Não passava então disto, amar! Era então somente isto, uma mulher! Ó, meu Deus, porque temos ainda fome quando já estamos fartos? Porquê tantas aspirações e tantas decepções? Porque é tão grande o coração do homem e tão pequena a vida? Há dias em que não lhe bastaria sequer o amor dos anjos e em que numa hora se cansaria de todas as carícias do mundo.

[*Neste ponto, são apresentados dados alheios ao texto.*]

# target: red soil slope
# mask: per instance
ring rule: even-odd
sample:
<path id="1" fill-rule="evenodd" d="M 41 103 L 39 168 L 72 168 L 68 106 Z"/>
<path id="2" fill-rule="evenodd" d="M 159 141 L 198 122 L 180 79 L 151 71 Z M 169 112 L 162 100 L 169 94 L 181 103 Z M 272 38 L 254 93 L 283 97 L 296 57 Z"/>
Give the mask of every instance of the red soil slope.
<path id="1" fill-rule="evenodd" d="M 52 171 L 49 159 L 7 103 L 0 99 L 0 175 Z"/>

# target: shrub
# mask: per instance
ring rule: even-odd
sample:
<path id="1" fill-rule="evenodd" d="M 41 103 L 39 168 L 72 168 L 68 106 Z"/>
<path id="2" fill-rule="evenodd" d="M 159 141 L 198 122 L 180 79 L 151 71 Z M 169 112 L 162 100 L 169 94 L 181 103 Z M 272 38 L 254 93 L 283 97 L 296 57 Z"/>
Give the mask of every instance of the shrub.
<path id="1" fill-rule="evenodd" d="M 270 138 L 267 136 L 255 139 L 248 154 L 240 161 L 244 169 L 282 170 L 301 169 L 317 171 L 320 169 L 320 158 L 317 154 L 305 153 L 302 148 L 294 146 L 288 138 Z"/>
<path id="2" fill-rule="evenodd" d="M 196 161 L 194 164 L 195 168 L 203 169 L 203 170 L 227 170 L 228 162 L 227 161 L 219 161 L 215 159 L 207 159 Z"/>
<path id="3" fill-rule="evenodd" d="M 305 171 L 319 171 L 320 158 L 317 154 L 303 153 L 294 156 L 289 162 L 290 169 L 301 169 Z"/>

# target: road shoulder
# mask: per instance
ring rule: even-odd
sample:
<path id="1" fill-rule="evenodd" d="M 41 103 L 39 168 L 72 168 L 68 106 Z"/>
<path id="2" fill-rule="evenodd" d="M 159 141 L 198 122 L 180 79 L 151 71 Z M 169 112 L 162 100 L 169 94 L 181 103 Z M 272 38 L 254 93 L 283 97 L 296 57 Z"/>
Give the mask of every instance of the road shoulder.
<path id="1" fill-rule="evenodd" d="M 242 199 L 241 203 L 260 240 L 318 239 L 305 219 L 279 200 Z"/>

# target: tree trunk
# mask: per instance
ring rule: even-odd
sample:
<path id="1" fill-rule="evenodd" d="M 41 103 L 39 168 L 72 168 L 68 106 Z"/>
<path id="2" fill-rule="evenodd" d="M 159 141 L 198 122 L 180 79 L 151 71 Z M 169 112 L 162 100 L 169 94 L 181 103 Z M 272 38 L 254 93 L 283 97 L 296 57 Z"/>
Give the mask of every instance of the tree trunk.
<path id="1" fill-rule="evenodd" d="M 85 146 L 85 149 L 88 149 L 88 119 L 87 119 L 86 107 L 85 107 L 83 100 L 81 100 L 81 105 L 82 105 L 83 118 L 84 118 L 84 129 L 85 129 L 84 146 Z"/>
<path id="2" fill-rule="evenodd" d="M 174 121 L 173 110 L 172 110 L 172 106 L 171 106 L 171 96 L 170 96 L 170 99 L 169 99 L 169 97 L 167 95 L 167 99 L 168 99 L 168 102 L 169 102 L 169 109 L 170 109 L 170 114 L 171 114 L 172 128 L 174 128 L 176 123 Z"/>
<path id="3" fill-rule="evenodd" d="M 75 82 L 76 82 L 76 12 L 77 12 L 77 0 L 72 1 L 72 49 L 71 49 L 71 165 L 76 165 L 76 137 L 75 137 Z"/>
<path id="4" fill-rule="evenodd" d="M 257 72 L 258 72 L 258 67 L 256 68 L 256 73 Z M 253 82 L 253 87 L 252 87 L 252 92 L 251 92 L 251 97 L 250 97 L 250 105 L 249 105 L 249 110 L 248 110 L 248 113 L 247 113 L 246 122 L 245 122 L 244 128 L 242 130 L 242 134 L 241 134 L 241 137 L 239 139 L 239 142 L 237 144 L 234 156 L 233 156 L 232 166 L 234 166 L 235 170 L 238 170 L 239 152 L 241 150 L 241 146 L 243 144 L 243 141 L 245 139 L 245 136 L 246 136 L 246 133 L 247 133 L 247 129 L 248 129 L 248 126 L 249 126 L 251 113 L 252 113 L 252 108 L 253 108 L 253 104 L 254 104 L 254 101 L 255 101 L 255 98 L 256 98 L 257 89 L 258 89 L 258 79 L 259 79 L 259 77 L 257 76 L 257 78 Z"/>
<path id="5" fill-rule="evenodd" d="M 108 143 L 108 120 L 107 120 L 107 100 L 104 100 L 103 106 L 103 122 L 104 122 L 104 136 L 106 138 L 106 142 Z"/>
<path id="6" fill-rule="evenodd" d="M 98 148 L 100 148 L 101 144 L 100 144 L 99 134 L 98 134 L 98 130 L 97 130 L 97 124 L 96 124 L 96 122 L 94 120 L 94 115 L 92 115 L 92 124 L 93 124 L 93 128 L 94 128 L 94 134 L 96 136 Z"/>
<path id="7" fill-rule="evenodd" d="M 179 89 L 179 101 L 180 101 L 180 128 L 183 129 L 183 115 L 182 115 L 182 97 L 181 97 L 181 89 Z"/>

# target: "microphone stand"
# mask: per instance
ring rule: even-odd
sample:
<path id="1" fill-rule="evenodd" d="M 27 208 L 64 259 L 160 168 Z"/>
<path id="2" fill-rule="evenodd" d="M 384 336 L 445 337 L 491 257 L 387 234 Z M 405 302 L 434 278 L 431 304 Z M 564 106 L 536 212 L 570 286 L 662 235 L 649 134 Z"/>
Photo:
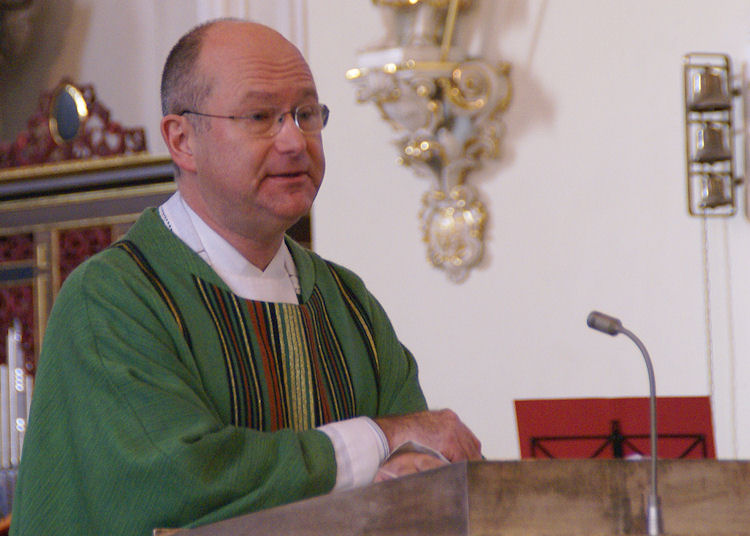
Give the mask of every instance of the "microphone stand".
<path id="1" fill-rule="evenodd" d="M 646 528 L 648 529 L 648 536 L 659 536 L 662 530 L 656 480 L 656 440 L 658 437 L 656 431 L 656 381 L 654 380 L 654 367 L 651 364 L 651 357 L 648 355 L 648 350 L 646 350 L 646 347 L 641 340 L 636 337 L 633 332 L 625 328 L 622 325 L 622 322 L 617 318 L 605 315 L 598 311 L 592 311 L 586 319 L 586 324 L 592 329 L 612 335 L 613 337 L 618 333 L 622 333 L 635 343 L 641 351 L 641 354 L 643 354 L 643 359 L 646 362 L 646 369 L 648 370 L 649 410 L 651 420 L 651 492 L 648 496 L 648 505 L 646 508 Z"/>

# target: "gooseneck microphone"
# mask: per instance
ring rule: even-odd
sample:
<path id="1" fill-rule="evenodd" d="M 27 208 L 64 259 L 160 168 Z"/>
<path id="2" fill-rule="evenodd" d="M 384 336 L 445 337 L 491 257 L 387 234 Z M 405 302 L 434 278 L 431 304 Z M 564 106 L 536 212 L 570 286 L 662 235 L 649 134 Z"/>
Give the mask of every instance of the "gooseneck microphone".
<path id="1" fill-rule="evenodd" d="M 613 337 L 618 333 L 622 333 L 635 343 L 643 354 L 643 359 L 646 361 L 651 410 L 651 493 L 649 493 L 648 496 L 646 527 L 648 529 L 648 536 L 658 536 L 661 534 L 661 515 L 659 512 L 659 495 L 657 494 L 656 487 L 656 381 L 654 381 L 654 367 L 651 365 L 651 358 L 648 355 L 648 350 L 646 350 L 646 347 L 640 339 L 631 331 L 623 327 L 622 322 L 620 322 L 619 319 L 598 311 L 591 311 L 586 319 L 586 324 L 592 329 L 601 331 L 607 335 L 612 335 Z"/>

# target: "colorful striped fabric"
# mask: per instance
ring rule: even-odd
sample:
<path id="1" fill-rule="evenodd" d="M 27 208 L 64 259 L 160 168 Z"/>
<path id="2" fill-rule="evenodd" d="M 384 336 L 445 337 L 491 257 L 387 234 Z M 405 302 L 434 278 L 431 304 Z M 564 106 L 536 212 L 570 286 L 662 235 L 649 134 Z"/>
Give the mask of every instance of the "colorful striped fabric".
<path id="1" fill-rule="evenodd" d="M 174 299 L 141 251 L 129 241 L 114 246 L 126 251 L 146 275 L 190 346 Z M 369 317 L 334 267 L 329 264 L 329 269 L 379 384 Z M 193 280 L 221 342 L 233 425 L 302 431 L 357 415 L 349 367 L 317 287 L 305 303 L 296 305 L 244 300 L 197 276 Z"/>
<path id="2" fill-rule="evenodd" d="M 295 305 L 195 284 L 222 341 L 233 424 L 301 431 L 356 415 L 349 367 L 317 289 Z"/>

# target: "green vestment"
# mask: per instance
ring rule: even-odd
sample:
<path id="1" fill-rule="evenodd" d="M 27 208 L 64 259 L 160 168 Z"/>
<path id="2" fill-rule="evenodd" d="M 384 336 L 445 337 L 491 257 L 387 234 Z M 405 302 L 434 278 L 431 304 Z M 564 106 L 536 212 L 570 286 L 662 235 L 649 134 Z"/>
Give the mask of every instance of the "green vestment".
<path id="1" fill-rule="evenodd" d="M 352 272 L 287 239 L 300 304 L 234 295 L 147 210 L 66 280 L 38 363 L 14 536 L 150 535 L 329 491 L 315 426 L 425 409 Z"/>

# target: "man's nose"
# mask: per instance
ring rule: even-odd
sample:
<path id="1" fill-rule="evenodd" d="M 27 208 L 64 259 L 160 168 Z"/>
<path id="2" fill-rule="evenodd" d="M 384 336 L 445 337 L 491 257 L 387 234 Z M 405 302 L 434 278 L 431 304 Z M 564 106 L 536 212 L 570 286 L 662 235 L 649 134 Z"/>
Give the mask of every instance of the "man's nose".
<path id="1" fill-rule="evenodd" d="M 292 112 L 287 112 L 279 118 L 281 129 L 276 134 L 274 142 L 281 152 L 299 152 L 307 145 L 304 133 L 294 122 Z"/>

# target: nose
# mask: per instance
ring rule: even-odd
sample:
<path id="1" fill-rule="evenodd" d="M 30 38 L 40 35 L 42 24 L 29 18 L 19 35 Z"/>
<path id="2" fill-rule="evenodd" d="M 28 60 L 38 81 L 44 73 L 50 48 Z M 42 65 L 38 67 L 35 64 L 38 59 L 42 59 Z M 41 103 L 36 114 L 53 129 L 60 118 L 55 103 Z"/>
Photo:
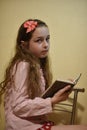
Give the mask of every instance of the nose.
<path id="1" fill-rule="evenodd" d="M 43 43 L 44 48 L 48 48 L 49 47 L 49 43 L 45 40 Z"/>

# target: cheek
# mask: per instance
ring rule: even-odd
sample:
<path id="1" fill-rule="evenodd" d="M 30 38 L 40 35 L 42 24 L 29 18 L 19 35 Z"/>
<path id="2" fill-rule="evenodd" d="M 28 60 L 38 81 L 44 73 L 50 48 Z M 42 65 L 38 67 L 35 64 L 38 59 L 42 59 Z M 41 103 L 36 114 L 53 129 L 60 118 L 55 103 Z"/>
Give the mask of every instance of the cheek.
<path id="1" fill-rule="evenodd" d="M 33 53 L 35 55 L 39 54 L 40 48 L 41 48 L 41 46 L 37 46 L 37 45 L 34 45 L 34 46 L 30 45 L 29 46 L 29 50 L 31 51 L 31 53 Z"/>

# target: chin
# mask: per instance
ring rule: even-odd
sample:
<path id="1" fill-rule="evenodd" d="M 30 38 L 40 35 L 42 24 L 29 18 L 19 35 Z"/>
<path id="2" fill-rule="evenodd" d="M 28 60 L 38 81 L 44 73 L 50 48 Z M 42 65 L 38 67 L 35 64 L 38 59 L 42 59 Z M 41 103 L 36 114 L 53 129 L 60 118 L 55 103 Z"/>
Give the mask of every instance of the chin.
<path id="1" fill-rule="evenodd" d="M 40 56 L 39 58 L 42 59 L 42 58 L 46 58 L 48 55 L 42 55 Z"/>

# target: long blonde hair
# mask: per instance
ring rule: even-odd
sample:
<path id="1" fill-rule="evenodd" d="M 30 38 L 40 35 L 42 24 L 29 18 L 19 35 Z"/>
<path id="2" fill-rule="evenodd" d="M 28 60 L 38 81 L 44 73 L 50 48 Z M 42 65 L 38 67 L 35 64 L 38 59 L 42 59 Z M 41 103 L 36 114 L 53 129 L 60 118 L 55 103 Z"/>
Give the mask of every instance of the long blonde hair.
<path id="1" fill-rule="evenodd" d="M 31 20 L 37 22 L 37 27 L 42 27 L 42 26 L 47 27 L 46 23 L 38 19 L 29 19 L 27 21 L 31 21 Z M 40 84 L 39 84 L 40 74 L 39 74 L 38 64 L 40 64 L 40 67 L 42 68 L 44 78 L 46 81 L 46 86 L 45 86 L 46 88 L 49 87 L 49 85 L 51 84 L 52 74 L 50 71 L 50 63 L 49 63 L 48 56 L 43 59 L 38 60 L 27 49 L 27 46 L 32 37 L 32 34 L 37 27 L 34 30 L 30 31 L 29 33 L 26 33 L 26 28 L 24 28 L 23 26 L 24 23 L 20 26 L 18 30 L 15 55 L 10 61 L 6 69 L 4 81 L 0 84 L 0 88 L 1 88 L 0 94 L 2 95 L 5 92 L 7 84 L 12 81 L 13 77 L 11 76 L 11 72 L 14 65 L 16 64 L 17 66 L 20 61 L 26 61 L 29 63 L 28 74 L 30 75 L 29 80 L 28 80 L 29 82 L 27 85 L 28 86 L 27 90 L 28 90 L 29 97 L 33 99 L 40 92 Z M 21 44 L 21 41 L 24 41 L 26 43 L 26 47 L 23 46 L 23 44 Z"/>

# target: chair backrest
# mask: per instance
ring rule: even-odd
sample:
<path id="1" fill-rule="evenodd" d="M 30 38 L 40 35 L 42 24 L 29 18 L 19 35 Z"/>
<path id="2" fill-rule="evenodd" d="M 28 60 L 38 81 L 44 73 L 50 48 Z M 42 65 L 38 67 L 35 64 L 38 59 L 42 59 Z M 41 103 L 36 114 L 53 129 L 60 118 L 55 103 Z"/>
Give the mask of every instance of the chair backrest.
<path id="1" fill-rule="evenodd" d="M 56 107 L 54 107 L 54 111 L 62 111 L 62 112 L 67 112 L 70 113 L 70 122 L 69 124 L 73 125 L 75 124 L 75 117 L 76 117 L 76 110 L 77 110 L 77 99 L 78 99 L 78 93 L 79 92 L 85 92 L 84 88 L 74 88 L 73 89 L 73 97 L 72 97 L 72 103 L 58 103 Z M 60 107 L 61 106 L 61 107 Z M 70 110 L 64 109 L 62 106 L 64 107 L 70 107 Z"/>

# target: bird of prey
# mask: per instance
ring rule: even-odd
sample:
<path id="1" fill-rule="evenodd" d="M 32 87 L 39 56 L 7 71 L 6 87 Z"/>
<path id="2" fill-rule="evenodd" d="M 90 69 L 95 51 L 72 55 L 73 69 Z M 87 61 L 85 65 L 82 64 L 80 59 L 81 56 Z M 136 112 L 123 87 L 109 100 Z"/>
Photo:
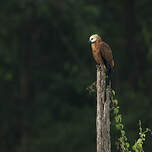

Mas, desvanecida a ilusão, fica em nós o seu odor de fada e procuramos os seus vestígios nos caminhos por onde ela fugiu; confortamo-nos dizendo que nem tudo acabou logo, que a vida está apenas a começar, que todo um mundo se abre diante de nós. Realmente, teremos dispendido tantos sonhos sublimes, tantos desejos fervorosos para chegar a isto?"
"Bem depressa, com um salto de alegria, veio até mim e tomou-me nos seus braços. Tivemos ali um desses abraços frementes, como devem ter os amantes à noite, nos seus encontros, quando, depois de terem estado muito tempo de olhar pousado nas trevas à espreita de um marulhar das folhas, de cada forma vaga que passe na clareira, se encontram e trocam um beijo."
"Foi quando se deitou junto de mim que me apresentou, com um orgulho de cortesã, todos os esplendores da sua carne. Vi a nu o seu colo firme e sempre dilatado por um murmúrio tempestuoso, o seu ventre de nácar com um umbigo cavado, um ventre clássico e convulsivo, macio para nele mergulhar a cabeça como num travesseiro de cetim quente; tinha umas ancas soberbas, verdadeiras ancas de mulher, cujas coxas, perdendo-se numa coxa redonda, recordavam sempre, de perfil, não sei que forma de serpente e de demónio; o suor que molhava a sua pele tornava-a fresca e aderente, na noite os seus olhos brilhavam de uma maneira terrível e a pulseira de âmbar que trazia no braço direito tilintava quando ela se apoiava no lambrim da alcova."
"Eram as primeiras palavras de amor que ouvia na vida. Venham donde vierem, o nosso coração recebe-as com um sobressalto feliz."
"Oh! Se pudéssemos extrair de nós tudo o quecá temos e fazer um ser só de pensamento! (...) Foi para para me recordar dela que escrevi tudo isto, na esperança de que as palavras ma trouxessem de novo viva; não consegui, sei muito mais do que o que disse.
(...) Amar uma mulher dessas?, ter-me-iam dito e, desde logo, ninguém compreenderia; sendo assim, para quê abrir a boca?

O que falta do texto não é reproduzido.